People slept for longer hours during Covid-19 lockdown but sleep quality was poor, suggests study
Stress from economic and health concerns could be tied to disturbed sleep patterns, speculate scientists
Lockdowns and work from home schedules have given people more shut-eye, but that may have been of poor quality, according to a new study. Stress from economic and health concerns could be tied to disturbed sleep patterns, speculate scientists involved in the research.
Sleep in modern times depends on work hours, leisure activities, and an individual’s internal biological time, suggest researchers from the University of Basel and the Psychiatric Hospital of the University of Basel in their study. Research has linked poor sleep with a range of health problems, including cardiovascular disease, obesity, diabetes, mood disorders and immune disorders. It also affects life expectancy. But the pandemic has forced many to adapt. Lockdowns and stay-at-home orders meant that people were working remotely. It may have some benefits: more flexible working hours, less time commuting and more nap time. The researchers wanted to examine how these changes affected both the quality and quantity of sleep.
So they conducted a six-week online survey between March 23 and April 26, 2020, on 435 people residing in Switzerland, Austria and Germany. These three countries were under lockdown at that time. Their analysis found that 75% of these participants were getting 50 minutes more sleep than the pre-lockdown period. This is because people saved time commuting, giving them extra sleeping hours. "This suggests that the sleep-wake patterns of those surveyed were guided by internal biological signals rather than social rhythms (work and leisure),” says psychologist Dr Christine Blume, the lead author of the study.
But the quality of sleep declined, nullifying the extra nap hours. "Many people experienced increased flexibility regarding social schedules, due to working from home, led to an improved individual sleep-wake timing and overall, more sleep. At the same time, however, many people suffered from a decrease in sleep quality in this burdening exceptional situation," the authors explain. But there are ways to address the issue. Exposure to natural daylight and workouts may help, the researchers recommend.

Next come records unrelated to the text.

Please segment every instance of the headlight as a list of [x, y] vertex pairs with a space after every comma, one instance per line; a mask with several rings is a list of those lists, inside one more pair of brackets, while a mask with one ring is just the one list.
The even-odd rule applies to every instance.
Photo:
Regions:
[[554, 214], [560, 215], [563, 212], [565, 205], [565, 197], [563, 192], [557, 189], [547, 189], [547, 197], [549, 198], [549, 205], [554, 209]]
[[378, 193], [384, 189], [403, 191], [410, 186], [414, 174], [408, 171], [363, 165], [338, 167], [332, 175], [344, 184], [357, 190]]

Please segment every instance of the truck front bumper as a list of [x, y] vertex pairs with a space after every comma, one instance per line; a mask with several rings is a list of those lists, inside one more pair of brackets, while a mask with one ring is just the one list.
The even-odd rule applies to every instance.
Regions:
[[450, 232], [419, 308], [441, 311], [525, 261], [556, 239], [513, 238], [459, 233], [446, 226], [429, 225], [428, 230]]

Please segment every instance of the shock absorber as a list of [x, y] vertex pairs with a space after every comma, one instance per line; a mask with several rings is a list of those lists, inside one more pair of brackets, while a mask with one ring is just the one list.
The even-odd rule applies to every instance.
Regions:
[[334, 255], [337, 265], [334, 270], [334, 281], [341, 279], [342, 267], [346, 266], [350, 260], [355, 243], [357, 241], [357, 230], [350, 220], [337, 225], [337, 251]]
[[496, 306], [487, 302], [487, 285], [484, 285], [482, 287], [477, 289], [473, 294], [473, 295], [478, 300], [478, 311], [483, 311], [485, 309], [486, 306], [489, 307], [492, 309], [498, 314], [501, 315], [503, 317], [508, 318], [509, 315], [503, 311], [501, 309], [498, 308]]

Another study looked at sleep patterns. Researchers from the US published a paper examining how stay-at-orders affected 139 students from the University of Colorado Boulder. "Understanding the factors underlying such changes in sleep health behaviors could help inform public health recommendations to improve sleep health during and following the stay-at-Home orders of the Covid-19 pandemic," the researchers noted.
They gathered information on sleep behavior of students before the pandemic became a threat in the US between January 29 to February 4, 2020. They compared this with the data collected from April 22 to April 29, after stay-at-home orders were put into practice. They saw that people were sleeping for longer hours than usual. The percentage of participants reporting 7 hours of bedtime stood at 92% during weekdays, up from 84% before stay-at-home orders.
The US researchers said that they needed to test the impacts on the general population, adding that they also have to identify which factors during stay-at-Home orders—including public health recommendations and changes in social or work constraints—contribute to changed sleep health behaviors.